The scenario is common in both general practice and emergency clinics. Periodontal disease has reached a point that the client detects that something is wrong with their pet. At this point, they seek veterinary care because there is tooth loss, bleeding, sneezing, a draining tract, or other clinical signs that they don't recognize as dental-related issues. At this point in the visit, we present an estimate for treatment and brace ourselves for how the conversation will unfold. For the sake of this hypothetical scenario, the client is declining the dental procedure. We do not know their personal business and history, so there are (theoretically) three different reasons why they would refuse dental care for their pet.
They Don't Believe Us
Even when faced with evidence, some clients will resist that their pet is suffering. They tell us "but they are still eating well" or "they don't seem to be in pain." The most important message regarding their perception of their pet's pain is that animals are hardwired to survive. They will eat because it is instinctually more vital to them than avoiding pain. Swallowing food whole is an acceptable adjustment, so they do not go hungry. This is also reinforced after extractions are performed and they have no teeth left. Chewing is optional and life will go on normally for them.
Denying the evidence presented and insisting on not performing extractions isn't an everyday occurrence, but it has a lasting effect on professionals when it does. Laypeople might picture us quickly extracting teeth and doing so solely to generate profit. They love their pet and can't comprehend why we would want to do this to them. It’s hard for them to accept that by performing extractions, we are relieving pain. Anticipating an emotion response from the pet owner is common when you make the phone call for consent to perform extractions. Thorough knowledge of anatomy and periodontal disease makes the difference in being an advocate for your patient. The path to gain their trust in your expertise is different for each client. Some need to feel the empathy you are experiencing, and others need blunt and direct communication. Skill in recognizing and adapting those needs is developed over time, but intuitively deciding how to get through to a client makes a truly great technician. Communication with each personality type is different and can be learned through continuing education, even if it isn't veterinary related. Human communication, sales, advocacy, and personality seminars will add tools to your client education regimen.
They Don't Understand
Preparing the client at patient admission (before the procedure begins) will make it easier to gain consent during anesthesia. Explain the etiology of periodontal disease and the effect it has on different tissues in the mouth, along with anticipated treatments and how they benefit the patient. Physically show them obvious pathology during the conscious oral exam so they can picture what you are trying to describe over the phone. Client understanding of what we expect to find makes it easier to explain the pathology that we won't see until intraoral radiographs are performed. Hearing this information over the phone creates anxiety for many owners, and their worry about their lack of understanding can cloud their judgement. It's best to be direct and literal in your words. Feel comfortable saying, "the doctor doesn't want to perform surgical extractions on your pet because it isn't always simple, but we want to do what will have your pet out of pain and treat infection."

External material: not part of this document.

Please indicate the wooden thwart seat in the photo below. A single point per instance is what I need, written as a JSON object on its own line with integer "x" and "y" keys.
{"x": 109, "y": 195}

In this scenario, you need to know the criteria for the case to be referred to specialty dentistry. In the event a tooth can be saved via root canal therapy or other advanced procedures, be prepared to refer the patient to a board certified veterinary dental specialist. Ethical treatment of patients includes referring them out of the general practice when necessary. We can never assume when clients will be willing to make a bigger investment in their pet to save teeth. At times, having the opportunity to treat the problem will provide the client some understanding about the needs of their pet and encourage swift action in the future. If, for any reason, they cannot pursue specialty level care, be compassionate and assure them that the care you are providing is still going to make their pet healthier and more comfortable.